Datasets & Data preparation

Examples of acquired images for each action, subject and camera and 3D ground truth poses computation.

You can access the Exercise Correction in 3D (EC3D) dataset here!

Description of the data:

  1. data_3D.pickle is the data source used in this paper. It contains the labels and 3D coordinates of all action sequences, while the coordinates have a size of (29789, 3, 25) where 29789 is the number of extracted frames for all action sequences, 3 is the x,y,z coordinates and 25 is the 25 skeletal nodes.

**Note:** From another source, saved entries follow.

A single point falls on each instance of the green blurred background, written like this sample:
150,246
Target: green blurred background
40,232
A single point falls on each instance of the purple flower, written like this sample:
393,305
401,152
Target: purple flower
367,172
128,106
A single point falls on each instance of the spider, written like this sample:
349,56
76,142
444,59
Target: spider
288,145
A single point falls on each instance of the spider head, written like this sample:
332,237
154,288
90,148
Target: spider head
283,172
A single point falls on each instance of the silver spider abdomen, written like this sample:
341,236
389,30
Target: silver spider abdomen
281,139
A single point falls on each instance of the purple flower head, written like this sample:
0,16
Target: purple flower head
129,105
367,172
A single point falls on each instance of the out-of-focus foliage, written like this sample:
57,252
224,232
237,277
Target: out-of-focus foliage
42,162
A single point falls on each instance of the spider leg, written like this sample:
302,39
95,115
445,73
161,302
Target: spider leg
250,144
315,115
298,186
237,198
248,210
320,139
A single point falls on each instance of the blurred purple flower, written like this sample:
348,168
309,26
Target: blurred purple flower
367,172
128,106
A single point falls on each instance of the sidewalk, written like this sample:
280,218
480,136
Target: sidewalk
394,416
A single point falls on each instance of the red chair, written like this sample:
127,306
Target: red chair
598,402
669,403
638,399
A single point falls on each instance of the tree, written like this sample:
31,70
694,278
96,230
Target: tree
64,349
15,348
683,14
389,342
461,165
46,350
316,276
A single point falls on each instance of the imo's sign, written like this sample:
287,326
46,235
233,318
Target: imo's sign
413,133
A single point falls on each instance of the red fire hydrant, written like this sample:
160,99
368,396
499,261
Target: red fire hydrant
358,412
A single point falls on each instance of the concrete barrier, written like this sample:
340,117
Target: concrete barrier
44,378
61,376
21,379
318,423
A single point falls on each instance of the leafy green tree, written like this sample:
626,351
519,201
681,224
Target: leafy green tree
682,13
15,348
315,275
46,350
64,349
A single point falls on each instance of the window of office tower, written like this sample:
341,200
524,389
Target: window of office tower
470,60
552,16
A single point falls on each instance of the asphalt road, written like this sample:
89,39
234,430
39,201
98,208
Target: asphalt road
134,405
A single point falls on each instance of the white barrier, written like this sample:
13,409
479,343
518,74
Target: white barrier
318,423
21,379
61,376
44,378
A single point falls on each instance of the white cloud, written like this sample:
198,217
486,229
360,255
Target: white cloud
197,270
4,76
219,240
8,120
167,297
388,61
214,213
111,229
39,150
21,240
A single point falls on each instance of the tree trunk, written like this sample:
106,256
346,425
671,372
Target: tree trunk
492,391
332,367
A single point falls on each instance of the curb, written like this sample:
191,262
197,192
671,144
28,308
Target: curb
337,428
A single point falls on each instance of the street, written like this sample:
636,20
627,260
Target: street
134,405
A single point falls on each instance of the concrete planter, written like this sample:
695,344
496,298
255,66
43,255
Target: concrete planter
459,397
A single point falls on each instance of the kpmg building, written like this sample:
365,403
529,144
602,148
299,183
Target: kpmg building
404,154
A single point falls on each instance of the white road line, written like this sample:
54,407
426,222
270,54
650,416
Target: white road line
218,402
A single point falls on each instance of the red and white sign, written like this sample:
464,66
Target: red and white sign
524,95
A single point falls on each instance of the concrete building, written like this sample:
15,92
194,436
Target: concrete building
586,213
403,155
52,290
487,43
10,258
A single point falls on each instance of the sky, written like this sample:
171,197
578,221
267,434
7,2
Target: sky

  2. data.pickle contains all the raw data, including the camera parameters and the 2D and 3D coordinates of each skeleton node for each frame.

Dependencies

Getting Started

3D_Pose_Based_Feedback_for_Physical_Exercises has been implemented and tested on Ubuntu 18.04 with python >= 3.7. Our model is trained with GPU. If you don't have a suitable device, try running on Google Colab.

Clone the repo:

git clone https://github.com/Jacoo-Zhao/3D-Pose-Based-Feedback-For-Physical-Exercises.git

Install the requirements using virtualenv or conda:

# pip 
source scripts/install_pip.sh

# conda 
source scripts/install_conda.sh

After the environment configuration is done:

Enable tensorboard (logdir is your local folder):

tensorboard --logdir='Running_logs' --port=8001 --bind_all 

Change to root diretory:

python main.py --ckpt='check_point' --hidden=256 --epoch=200

Then select the model version, wait for the data to be loaded/generated and finally choose whether to train the model or use the pre-trained weights, the results will be automatically saved to the checkpoint folder.

Citing

This repository holds the code for the following paper:

3D-Pose-Based-Feedback-For-Physical-Exercises. ACCV, 2022.

If you find our work useful, please cite it as:

@inproceedings{zhao2022exercise,
  author = {Zhao, Ziyi and Kiciroglu, Sena and Vinzant, Hugues and Cheng, Yuan and Katircioglu, Isinsu and Salzmann, Mathieu and Fua, Pascal},
  booktitle = {ACCV},
  title = {3D Pose Based Feedback for Physical Exercises},
  year = {2022}
}

Acknowledgement

  1. Some of our data process code for NTU RGB+D was adapted/ported from SGN by Microsoft.

  2. Our theoretical framework draws on the work in Learning Trajectory Dependencies for Human Motion Prediction by Wei Mao.